Reliance Retail up for (piecemeal) grabs: Now that all possible pieces of Jio seem to have been carved up and sold off, Reliance Retail is the new meat on the shelf. Global investment firm KKR has announced a plan to invest Rs. 5,500 Crore for a tiny 1.28% stake in the company.

Harley Davidson exits India: Now if you spot a Harley bike in India, you can be sure it’s an imported one. As part of it’s new global restructuring plan, codenamed Rewire, the company has been looking to consolidate it’s product line and operations.
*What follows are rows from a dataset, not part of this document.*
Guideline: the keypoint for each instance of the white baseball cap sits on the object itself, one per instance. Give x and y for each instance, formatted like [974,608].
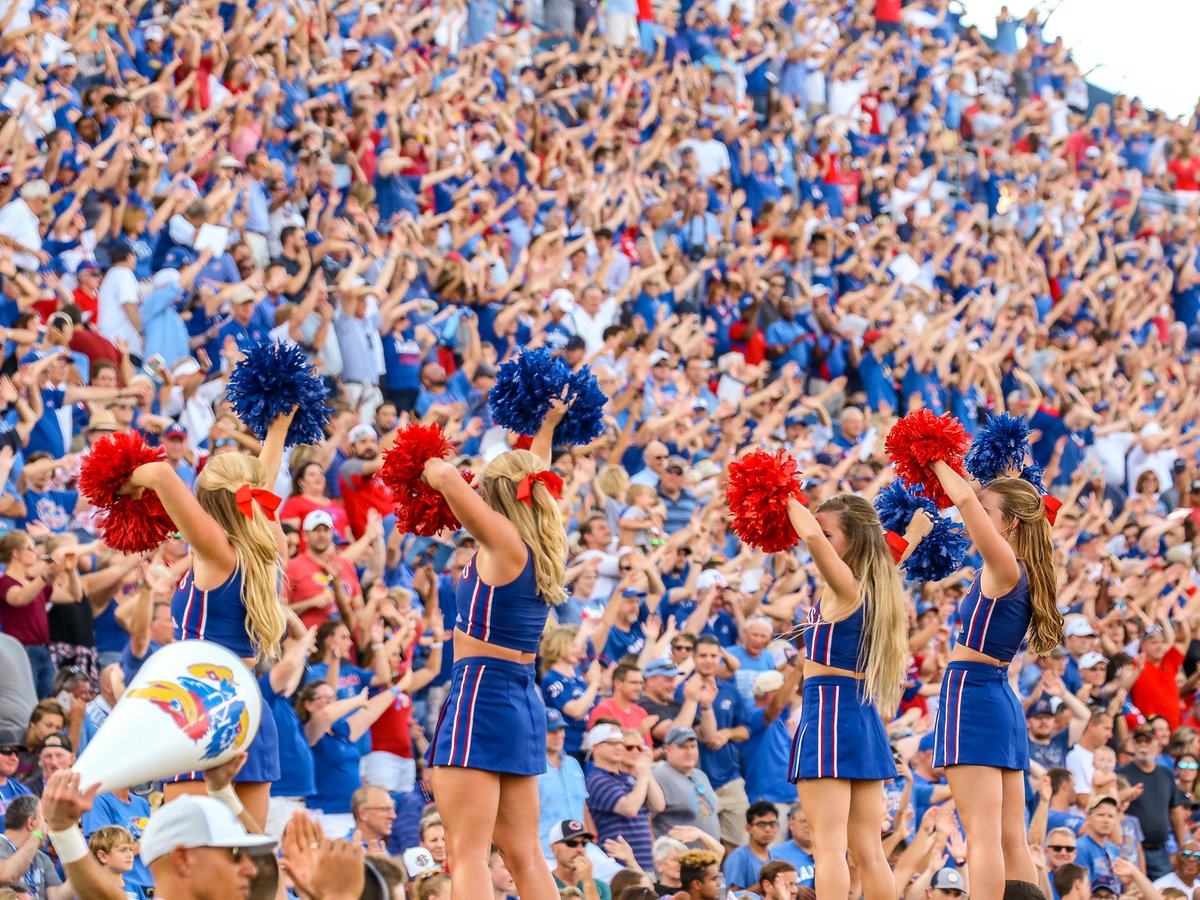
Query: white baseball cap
[196,822]
[600,733]
[418,861]
[317,519]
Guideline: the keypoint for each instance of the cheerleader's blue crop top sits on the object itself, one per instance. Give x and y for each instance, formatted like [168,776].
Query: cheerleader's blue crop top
[835,643]
[511,615]
[995,628]
[217,615]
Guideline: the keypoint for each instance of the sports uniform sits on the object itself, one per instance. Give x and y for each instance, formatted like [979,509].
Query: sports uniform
[493,718]
[841,733]
[220,616]
[979,719]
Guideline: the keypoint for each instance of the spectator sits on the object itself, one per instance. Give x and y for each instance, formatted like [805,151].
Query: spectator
[622,802]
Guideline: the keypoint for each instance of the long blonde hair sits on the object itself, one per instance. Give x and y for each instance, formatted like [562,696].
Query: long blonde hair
[253,545]
[885,647]
[539,523]
[1031,543]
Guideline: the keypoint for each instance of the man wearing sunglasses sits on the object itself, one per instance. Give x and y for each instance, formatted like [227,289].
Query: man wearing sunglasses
[1185,870]
[568,841]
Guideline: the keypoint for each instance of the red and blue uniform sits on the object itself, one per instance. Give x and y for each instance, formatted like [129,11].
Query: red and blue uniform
[979,718]
[841,733]
[220,616]
[493,718]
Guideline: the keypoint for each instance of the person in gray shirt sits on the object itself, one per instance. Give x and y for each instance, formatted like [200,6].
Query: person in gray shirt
[690,798]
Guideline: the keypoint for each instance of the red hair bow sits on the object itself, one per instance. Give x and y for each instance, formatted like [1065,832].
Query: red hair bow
[552,481]
[249,496]
[1050,505]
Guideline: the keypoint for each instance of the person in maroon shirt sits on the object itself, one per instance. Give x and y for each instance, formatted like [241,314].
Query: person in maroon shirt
[30,582]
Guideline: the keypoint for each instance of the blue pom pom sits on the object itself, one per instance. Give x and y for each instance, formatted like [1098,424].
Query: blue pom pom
[583,421]
[1000,447]
[941,552]
[1032,473]
[526,385]
[270,379]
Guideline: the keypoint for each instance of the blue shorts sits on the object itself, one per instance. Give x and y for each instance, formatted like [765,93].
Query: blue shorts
[493,719]
[841,733]
[979,719]
[263,762]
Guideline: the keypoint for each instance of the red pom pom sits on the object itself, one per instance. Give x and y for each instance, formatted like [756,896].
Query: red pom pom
[757,491]
[419,508]
[109,463]
[130,525]
[921,439]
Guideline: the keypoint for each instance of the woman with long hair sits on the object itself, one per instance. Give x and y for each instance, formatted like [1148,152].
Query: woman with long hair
[231,594]
[981,736]
[856,653]
[490,742]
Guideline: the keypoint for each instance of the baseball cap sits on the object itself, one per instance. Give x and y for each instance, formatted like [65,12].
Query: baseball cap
[948,880]
[660,667]
[708,579]
[1079,628]
[60,741]
[317,519]
[768,682]
[679,735]
[569,828]
[1042,706]
[196,822]
[418,861]
[601,733]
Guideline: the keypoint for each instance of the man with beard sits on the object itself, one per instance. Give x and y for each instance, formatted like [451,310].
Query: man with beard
[359,477]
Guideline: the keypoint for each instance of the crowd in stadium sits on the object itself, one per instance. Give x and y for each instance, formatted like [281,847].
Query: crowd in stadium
[765,223]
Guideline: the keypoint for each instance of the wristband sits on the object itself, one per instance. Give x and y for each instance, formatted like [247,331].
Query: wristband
[70,845]
[229,798]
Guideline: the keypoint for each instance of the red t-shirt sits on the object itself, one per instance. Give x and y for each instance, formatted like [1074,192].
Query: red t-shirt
[755,351]
[1187,173]
[361,493]
[29,623]
[1156,691]
[307,580]
[630,719]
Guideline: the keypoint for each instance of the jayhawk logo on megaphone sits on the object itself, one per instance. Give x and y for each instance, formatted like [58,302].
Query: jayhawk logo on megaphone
[203,705]
[193,705]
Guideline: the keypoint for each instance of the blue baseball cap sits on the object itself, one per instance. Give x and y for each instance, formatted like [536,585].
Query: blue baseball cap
[1042,706]
[661,667]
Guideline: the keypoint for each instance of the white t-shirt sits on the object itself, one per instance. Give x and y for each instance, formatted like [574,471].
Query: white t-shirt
[118,289]
[18,222]
[1081,765]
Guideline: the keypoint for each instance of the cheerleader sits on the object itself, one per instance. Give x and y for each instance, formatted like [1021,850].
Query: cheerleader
[981,736]
[231,594]
[489,745]
[856,648]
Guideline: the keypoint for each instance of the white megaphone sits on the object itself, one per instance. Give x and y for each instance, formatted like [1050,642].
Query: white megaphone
[192,706]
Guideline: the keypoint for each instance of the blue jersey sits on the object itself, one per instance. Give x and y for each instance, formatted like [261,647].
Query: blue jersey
[217,615]
[835,643]
[511,615]
[995,627]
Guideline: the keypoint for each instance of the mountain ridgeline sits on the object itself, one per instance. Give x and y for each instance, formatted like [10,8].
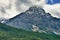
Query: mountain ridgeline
[35,16]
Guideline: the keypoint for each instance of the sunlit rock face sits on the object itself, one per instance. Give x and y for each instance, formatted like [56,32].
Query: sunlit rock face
[38,17]
[10,8]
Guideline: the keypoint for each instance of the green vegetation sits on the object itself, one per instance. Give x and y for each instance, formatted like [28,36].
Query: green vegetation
[10,33]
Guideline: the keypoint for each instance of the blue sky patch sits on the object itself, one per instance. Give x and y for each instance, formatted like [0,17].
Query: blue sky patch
[53,1]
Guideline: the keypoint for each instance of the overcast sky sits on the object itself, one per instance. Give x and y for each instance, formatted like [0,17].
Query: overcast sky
[10,8]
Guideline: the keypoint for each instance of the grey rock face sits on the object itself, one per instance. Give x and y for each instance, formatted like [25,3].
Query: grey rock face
[35,16]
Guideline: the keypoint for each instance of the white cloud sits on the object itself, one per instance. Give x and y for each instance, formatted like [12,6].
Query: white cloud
[10,8]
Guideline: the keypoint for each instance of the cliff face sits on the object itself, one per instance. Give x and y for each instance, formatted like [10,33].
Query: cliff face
[35,16]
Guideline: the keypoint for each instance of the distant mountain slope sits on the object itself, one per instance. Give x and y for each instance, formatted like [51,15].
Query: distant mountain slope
[35,16]
[10,33]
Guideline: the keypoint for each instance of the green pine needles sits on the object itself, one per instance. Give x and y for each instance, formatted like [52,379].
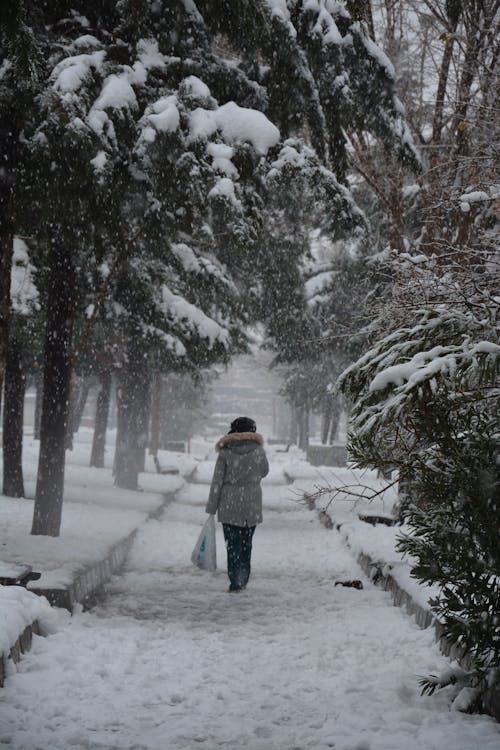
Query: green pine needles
[427,404]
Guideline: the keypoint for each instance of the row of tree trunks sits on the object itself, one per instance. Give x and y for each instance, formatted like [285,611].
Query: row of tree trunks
[132,399]
[12,438]
[101,419]
[56,393]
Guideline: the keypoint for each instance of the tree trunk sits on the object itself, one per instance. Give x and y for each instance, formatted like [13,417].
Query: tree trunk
[326,419]
[143,416]
[56,391]
[37,418]
[335,418]
[82,403]
[101,420]
[132,379]
[154,440]
[304,427]
[15,386]
[294,426]
[10,125]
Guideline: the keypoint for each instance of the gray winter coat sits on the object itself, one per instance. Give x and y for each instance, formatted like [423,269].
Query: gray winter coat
[235,492]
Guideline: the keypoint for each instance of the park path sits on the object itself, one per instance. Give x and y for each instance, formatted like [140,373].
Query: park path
[171,661]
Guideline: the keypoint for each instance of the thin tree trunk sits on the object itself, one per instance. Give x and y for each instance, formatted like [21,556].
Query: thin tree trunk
[37,418]
[304,427]
[294,426]
[10,124]
[56,387]
[82,403]
[143,426]
[154,439]
[101,420]
[132,379]
[326,419]
[15,386]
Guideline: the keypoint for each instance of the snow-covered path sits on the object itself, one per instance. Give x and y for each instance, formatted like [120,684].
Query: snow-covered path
[172,662]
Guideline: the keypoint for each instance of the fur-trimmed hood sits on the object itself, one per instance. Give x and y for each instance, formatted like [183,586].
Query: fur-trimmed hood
[238,437]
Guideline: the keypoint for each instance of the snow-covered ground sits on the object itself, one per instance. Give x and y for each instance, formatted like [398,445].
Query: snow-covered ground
[171,661]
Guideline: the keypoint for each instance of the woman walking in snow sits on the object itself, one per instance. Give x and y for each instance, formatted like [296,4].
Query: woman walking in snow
[236,495]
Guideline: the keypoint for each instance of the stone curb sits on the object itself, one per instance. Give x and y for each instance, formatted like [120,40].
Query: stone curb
[21,646]
[82,590]
[87,583]
[379,573]
[91,580]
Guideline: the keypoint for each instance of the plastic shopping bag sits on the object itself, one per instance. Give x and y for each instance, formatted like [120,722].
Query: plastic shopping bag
[204,554]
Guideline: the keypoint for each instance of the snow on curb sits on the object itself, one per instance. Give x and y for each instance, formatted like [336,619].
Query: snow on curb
[391,577]
[22,615]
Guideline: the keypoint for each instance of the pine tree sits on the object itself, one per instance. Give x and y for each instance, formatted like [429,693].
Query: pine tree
[426,402]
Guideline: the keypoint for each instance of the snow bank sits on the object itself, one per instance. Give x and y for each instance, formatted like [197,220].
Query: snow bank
[19,608]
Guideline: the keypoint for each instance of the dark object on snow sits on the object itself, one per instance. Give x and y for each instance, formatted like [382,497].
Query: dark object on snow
[161,470]
[350,584]
[26,575]
[242,424]
[374,520]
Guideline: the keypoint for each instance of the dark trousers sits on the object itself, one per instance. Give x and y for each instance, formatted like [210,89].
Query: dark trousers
[239,551]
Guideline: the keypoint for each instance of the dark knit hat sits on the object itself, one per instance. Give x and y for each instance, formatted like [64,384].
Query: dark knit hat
[243,424]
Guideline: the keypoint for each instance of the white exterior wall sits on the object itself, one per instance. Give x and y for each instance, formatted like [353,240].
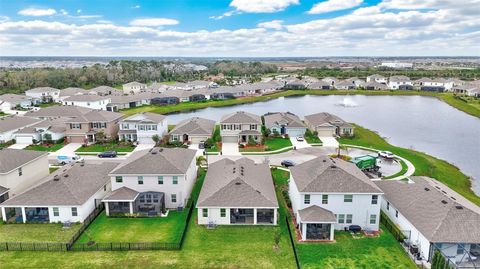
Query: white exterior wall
[32,173]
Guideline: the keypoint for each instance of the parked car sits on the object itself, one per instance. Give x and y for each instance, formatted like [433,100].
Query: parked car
[386,154]
[64,159]
[287,163]
[107,154]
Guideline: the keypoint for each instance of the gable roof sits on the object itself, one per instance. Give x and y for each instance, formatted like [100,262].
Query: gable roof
[327,175]
[194,126]
[420,201]
[11,159]
[157,161]
[75,185]
[240,183]
[241,117]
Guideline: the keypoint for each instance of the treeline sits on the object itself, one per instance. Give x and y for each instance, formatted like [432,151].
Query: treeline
[466,74]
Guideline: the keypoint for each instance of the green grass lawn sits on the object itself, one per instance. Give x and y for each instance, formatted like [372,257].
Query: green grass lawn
[106,147]
[104,229]
[425,165]
[50,148]
[42,232]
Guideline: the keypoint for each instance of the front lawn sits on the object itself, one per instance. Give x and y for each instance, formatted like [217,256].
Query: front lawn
[425,165]
[36,232]
[159,229]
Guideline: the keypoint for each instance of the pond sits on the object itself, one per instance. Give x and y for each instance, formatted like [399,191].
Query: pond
[416,122]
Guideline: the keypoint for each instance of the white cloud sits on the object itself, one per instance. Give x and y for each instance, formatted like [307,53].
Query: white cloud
[275,24]
[37,12]
[153,22]
[334,5]
[262,6]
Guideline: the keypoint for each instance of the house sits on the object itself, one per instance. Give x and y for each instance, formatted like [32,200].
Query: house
[327,124]
[152,180]
[193,130]
[142,127]
[433,217]
[284,123]
[377,78]
[86,128]
[400,83]
[11,124]
[49,129]
[241,127]
[21,169]
[43,95]
[88,100]
[11,101]
[331,194]
[69,194]
[133,87]
[238,192]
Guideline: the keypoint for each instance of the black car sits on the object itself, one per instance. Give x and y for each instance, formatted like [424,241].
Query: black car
[287,163]
[107,154]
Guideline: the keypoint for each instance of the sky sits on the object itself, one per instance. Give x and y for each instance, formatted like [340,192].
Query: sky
[240,28]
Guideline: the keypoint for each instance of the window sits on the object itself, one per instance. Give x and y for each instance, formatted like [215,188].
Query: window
[325,199]
[306,199]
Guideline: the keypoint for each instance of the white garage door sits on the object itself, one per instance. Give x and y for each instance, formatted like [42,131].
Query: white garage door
[24,140]
[229,139]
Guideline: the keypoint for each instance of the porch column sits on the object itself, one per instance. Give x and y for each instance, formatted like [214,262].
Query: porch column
[332,231]
[107,209]
[4,216]
[275,216]
[24,216]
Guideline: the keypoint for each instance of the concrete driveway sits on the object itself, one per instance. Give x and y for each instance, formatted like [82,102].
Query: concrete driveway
[299,144]
[329,141]
[230,149]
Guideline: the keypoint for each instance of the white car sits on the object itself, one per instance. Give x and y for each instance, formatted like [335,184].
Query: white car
[386,154]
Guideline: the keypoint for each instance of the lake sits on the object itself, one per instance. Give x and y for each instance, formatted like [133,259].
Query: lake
[416,122]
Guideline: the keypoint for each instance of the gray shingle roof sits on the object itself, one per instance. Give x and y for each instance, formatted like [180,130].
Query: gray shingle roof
[157,161]
[437,221]
[315,213]
[80,185]
[226,186]
[241,117]
[327,175]
[194,126]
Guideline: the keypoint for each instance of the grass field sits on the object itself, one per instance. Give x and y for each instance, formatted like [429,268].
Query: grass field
[43,232]
[425,165]
[105,230]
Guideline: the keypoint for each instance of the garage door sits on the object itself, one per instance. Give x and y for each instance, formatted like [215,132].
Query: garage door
[24,140]
[230,139]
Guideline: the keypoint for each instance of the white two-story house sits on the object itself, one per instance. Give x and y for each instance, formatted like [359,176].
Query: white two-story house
[142,127]
[331,194]
[240,127]
[151,181]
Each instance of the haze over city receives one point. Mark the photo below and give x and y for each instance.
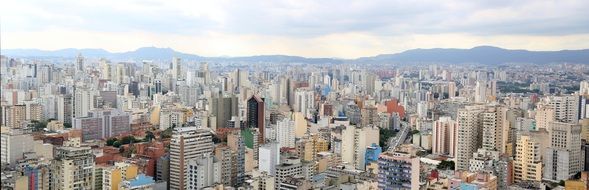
(343, 29)
(294, 95)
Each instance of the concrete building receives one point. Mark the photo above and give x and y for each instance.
(103, 124)
(566, 108)
(290, 167)
(304, 101)
(563, 158)
(469, 134)
(14, 145)
(202, 172)
(285, 133)
(528, 157)
(398, 170)
(356, 140)
(187, 143)
(13, 116)
(269, 157)
(256, 117)
(72, 168)
(444, 137)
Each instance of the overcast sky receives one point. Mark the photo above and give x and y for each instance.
(321, 28)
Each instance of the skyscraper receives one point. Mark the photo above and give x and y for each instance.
(562, 158)
(255, 116)
(469, 134)
(187, 143)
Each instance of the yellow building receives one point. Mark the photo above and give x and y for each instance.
(528, 164)
(575, 185)
(114, 175)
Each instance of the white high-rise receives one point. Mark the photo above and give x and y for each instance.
(304, 101)
(444, 136)
(269, 157)
(285, 133)
(563, 158)
(469, 134)
(187, 143)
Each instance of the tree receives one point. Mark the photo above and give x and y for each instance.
(109, 142)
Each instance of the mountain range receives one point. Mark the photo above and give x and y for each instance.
(481, 54)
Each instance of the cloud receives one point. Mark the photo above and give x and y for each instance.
(299, 27)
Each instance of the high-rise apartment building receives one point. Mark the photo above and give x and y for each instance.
(469, 134)
(72, 168)
(14, 145)
(528, 156)
(356, 139)
(187, 143)
(397, 170)
(202, 171)
(444, 136)
(285, 133)
(256, 117)
(563, 158)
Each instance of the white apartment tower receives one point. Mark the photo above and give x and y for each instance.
(187, 143)
(469, 134)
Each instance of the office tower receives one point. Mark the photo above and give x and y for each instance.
(13, 116)
(34, 111)
(504, 170)
(163, 168)
(444, 136)
(82, 102)
(256, 117)
(310, 145)
(304, 101)
(480, 95)
(495, 128)
(469, 134)
(103, 124)
(106, 69)
(65, 108)
(80, 63)
(356, 140)
(584, 87)
(528, 156)
(269, 157)
(285, 133)
(237, 145)
(566, 108)
(452, 89)
(14, 145)
(225, 156)
(544, 116)
(170, 117)
(398, 170)
(291, 166)
(176, 68)
(202, 171)
(187, 143)
(113, 176)
(72, 168)
(224, 107)
(38, 176)
(562, 158)
(369, 115)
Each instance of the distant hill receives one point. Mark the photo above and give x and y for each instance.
(482, 54)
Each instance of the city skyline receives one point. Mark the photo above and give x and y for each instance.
(303, 28)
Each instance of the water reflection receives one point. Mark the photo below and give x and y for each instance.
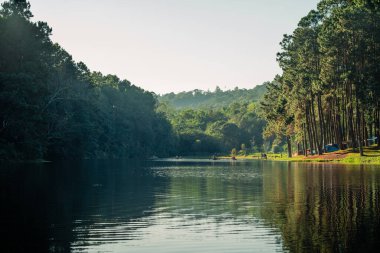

India is one of the countries where after 11 years of struggle to get a foothold, the company has decided to exit.  

Bankruptcy suspension for three more months: Bankruptcy filings in India continue to be on hold now till December 2020. This has been done to give a better buffer to businesses suffering from the Covid crisis, as they find better means to pay repay their borrowings.

Winter Covid support plan: As the country battles a fresh surge of cases, UK Chancellor of the exchequer Rishi Sunak unveiled a new winter plan for government support to jobs and businesses. It replaces the furlough with aiding salaries for shorter hours, “pay as you grow” repayment plan for small businesses to cover their state backed loans and continuing with a lower VAT for the hospitality sector.

Payback for money laundering: Westpac, one of Australia’s biggest banks has admitted to breaking the anti-money laundering and terrorism financing laws a whopping 23 million times! As pay back, they will be coughing up a record breaking 1.3 billion AUD.


Who asked for more excitement in the markets? Okay fine, we are guilty of it. We were now a little bored of the snail-like movement that the markets were displaying. This week markets were happy to prove us wrong by going all in the red.

So why are the markets jittery? Well, the one thing investors are wary of is uncertainty and we are back in that terrain. Cases are rising, stimulus does not seem to be coming through, US elections are approaching, US dollar is getting stronger and we have no idea which way to the shore. Hence, we see global sell-off leading to Indian sell-off as well. And markets were pretty democratic when it came to being in the red with the fall showing in all assets except USD.  


Sometimes marketeers are too creative for their own good and forget where the boundaries of sensitivity get blurred and breached. Hongkong based cosmetics brand Woke Up Like This or WULT recently launched a “Face Dab” collection of liquid blushes. One of those, namely “Dream like Anne” was named after well-known teen holocaust victim Anne Frank. After the obvious furore, better sense prevailed and the product was pulled out.